About the job
Join Our Team
We invite you to become a vital part of Evolv as a Senior Data Infrastructure Engineer within our Machine Learning & Sensors organization. This pivotal role entails the design, construction, and maintenance of robust, secure, and scalable data pipelines that drive our AI/ML research and production systems. You will take charge of the complete data lifecycle—from ingestion across thousands to millions of edge devices, through cloud processing, to a centralized data factory that supports model training, evaluation, and ongoing enhancement.
Data is at the core of our mission to revolutionize AI-based weapon detection systems. Your expertise will ensure seamless data flow across various geographies, devices, and cloud systems, while adhering to stringent standards for quality, privacy, security, and scalability.
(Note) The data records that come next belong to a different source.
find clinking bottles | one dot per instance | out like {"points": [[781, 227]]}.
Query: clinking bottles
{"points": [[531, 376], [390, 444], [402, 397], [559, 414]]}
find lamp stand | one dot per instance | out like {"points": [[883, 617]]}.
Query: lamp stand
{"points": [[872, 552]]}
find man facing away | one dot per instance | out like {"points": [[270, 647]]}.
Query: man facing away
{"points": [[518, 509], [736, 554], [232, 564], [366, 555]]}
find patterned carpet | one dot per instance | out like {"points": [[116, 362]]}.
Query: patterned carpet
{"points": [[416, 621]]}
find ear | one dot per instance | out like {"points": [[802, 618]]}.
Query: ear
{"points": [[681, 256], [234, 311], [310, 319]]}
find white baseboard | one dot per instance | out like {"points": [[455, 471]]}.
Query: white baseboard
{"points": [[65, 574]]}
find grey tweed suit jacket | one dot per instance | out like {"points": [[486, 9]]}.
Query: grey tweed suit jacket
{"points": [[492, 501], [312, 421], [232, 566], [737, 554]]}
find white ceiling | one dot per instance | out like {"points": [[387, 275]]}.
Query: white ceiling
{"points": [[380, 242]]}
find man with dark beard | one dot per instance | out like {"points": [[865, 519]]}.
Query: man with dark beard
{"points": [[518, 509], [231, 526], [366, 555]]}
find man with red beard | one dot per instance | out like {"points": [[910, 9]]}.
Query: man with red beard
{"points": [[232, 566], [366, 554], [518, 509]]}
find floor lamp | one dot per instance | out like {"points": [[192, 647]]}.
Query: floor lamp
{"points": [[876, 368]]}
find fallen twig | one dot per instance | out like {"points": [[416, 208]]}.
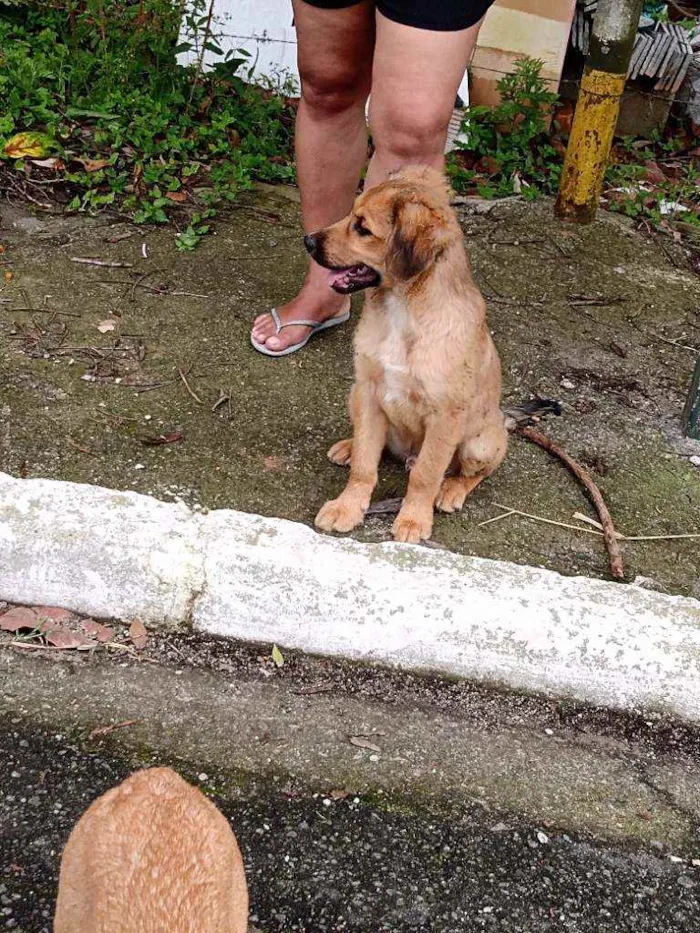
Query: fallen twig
{"points": [[189, 388], [385, 507], [509, 512], [540, 518], [609, 533], [598, 300], [111, 264]]}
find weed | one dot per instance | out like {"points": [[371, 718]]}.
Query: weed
{"points": [[509, 143], [125, 124], [508, 149]]}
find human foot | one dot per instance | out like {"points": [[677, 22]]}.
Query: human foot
{"points": [[315, 302]]}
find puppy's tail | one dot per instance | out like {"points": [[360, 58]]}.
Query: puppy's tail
{"points": [[530, 412]]}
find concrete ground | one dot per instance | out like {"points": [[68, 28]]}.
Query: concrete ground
{"points": [[463, 811], [603, 316]]}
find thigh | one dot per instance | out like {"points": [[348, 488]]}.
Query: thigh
{"points": [[417, 71], [335, 40]]}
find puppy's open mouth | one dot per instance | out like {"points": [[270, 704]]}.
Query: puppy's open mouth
{"points": [[354, 278]]}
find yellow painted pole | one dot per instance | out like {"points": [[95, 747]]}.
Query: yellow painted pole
{"points": [[597, 108]]}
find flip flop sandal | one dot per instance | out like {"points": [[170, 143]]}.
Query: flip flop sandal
{"points": [[315, 328]]}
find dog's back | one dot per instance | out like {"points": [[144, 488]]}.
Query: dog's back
{"points": [[153, 855]]}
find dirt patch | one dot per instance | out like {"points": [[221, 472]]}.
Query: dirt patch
{"points": [[600, 316]]}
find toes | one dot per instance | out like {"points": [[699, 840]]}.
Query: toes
{"points": [[338, 516], [412, 530]]}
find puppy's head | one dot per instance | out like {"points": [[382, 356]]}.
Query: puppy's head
{"points": [[394, 233]]}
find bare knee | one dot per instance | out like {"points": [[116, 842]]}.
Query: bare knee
{"points": [[326, 94], [410, 134]]}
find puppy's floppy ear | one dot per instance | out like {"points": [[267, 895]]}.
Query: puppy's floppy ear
{"points": [[419, 235]]}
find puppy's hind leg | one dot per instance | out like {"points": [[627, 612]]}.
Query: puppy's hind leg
{"points": [[479, 457], [341, 452]]}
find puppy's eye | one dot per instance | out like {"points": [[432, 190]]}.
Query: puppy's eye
{"points": [[360, 228]]}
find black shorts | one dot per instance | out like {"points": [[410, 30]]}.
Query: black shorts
{"points": [[438, 15]]}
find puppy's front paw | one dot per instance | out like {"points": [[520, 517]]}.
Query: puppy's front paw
{"points": [[413, 526], [452, 494], [339, 515]]}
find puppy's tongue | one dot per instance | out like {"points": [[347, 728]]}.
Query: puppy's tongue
{"points": [[340, 276], [343, 277]]}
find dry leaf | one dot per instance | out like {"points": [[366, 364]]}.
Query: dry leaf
{"points": [[54, 613], [361, 742], [277, 656], [102, 633], [65, 638], [53, 162], [93, 165], [105, 326], [26, 146], [18, 618], [138, 634]]}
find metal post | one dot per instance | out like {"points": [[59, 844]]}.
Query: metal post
{"points": [[691, 412], [612, 40]]}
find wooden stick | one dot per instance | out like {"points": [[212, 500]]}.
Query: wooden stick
{"points": [[609, 533], [102, 262]]}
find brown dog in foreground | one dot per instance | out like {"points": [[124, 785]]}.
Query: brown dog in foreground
{"points": [[427, 373], [153, 855]]}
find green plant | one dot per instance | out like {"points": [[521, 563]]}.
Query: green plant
{"points": [[509, 143], [127, 125]]}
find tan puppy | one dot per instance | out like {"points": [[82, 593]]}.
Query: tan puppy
{"points": [[427, 374], [153, 855]]}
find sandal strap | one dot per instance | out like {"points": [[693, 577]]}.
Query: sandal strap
{"points": [[280, 325]]}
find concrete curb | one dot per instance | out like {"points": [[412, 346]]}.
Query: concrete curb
{"points": [[121, 554]]}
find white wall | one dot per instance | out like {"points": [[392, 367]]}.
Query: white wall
{"points": [[264, 28]]}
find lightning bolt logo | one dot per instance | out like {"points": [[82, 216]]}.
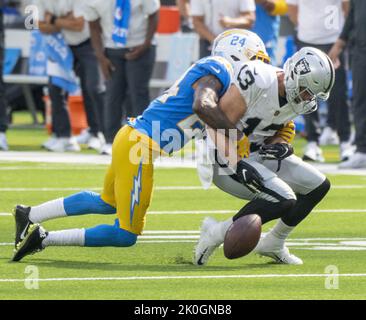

This position is perfect for someone who is passionate about the intersection of distributed systems, cloud pipelines, and ML-driven data requirements.
Success in the Role: Your First Year
In the first 30 days:
- Gain an in-depth understanding of our existing edge-to-cloud data pipelines and deployment environments.
- Evaluate current data ingestion processes, governance frameworks, and cloud infrastructure.
- Identify challenges related to data reliability, quality, and operational scalability.
- Establish rapport with AI/ML, data science, field operations, and cloud engineering teams.
- Design and prototype both cloud and edge data processing pipelines.
Within the first three months:
- Implement enhancements to critical ingestion, validation, and processing pipelines.
- Deploy scalable data pipelines using AWS components such as S3, EC2, Lambda, Glue, Step Functions, and SageMaker integrations.
- Develop automated validation workflows to identify data corruption, missing metadata, or malformed data.
- Create automated model evaluation, training, and improvement pipelines to accelerate experimentation.
- Collaborate with field operations to enhance data reliability, observability, and coverage.
By the end of the first year:
- Oversee the entire lifecycle of mission-critical data pipelines that support AI/ML research and production.
- Architect advanced edge-to-cloud data systems capable of scaling across millions of devices.
- Establish and enforce data governance frameworks, including retention, access control, privacy, and lineage.
- Enable ML teams to quickly conduct experiments with high-quality, discoverable, versioned datasets.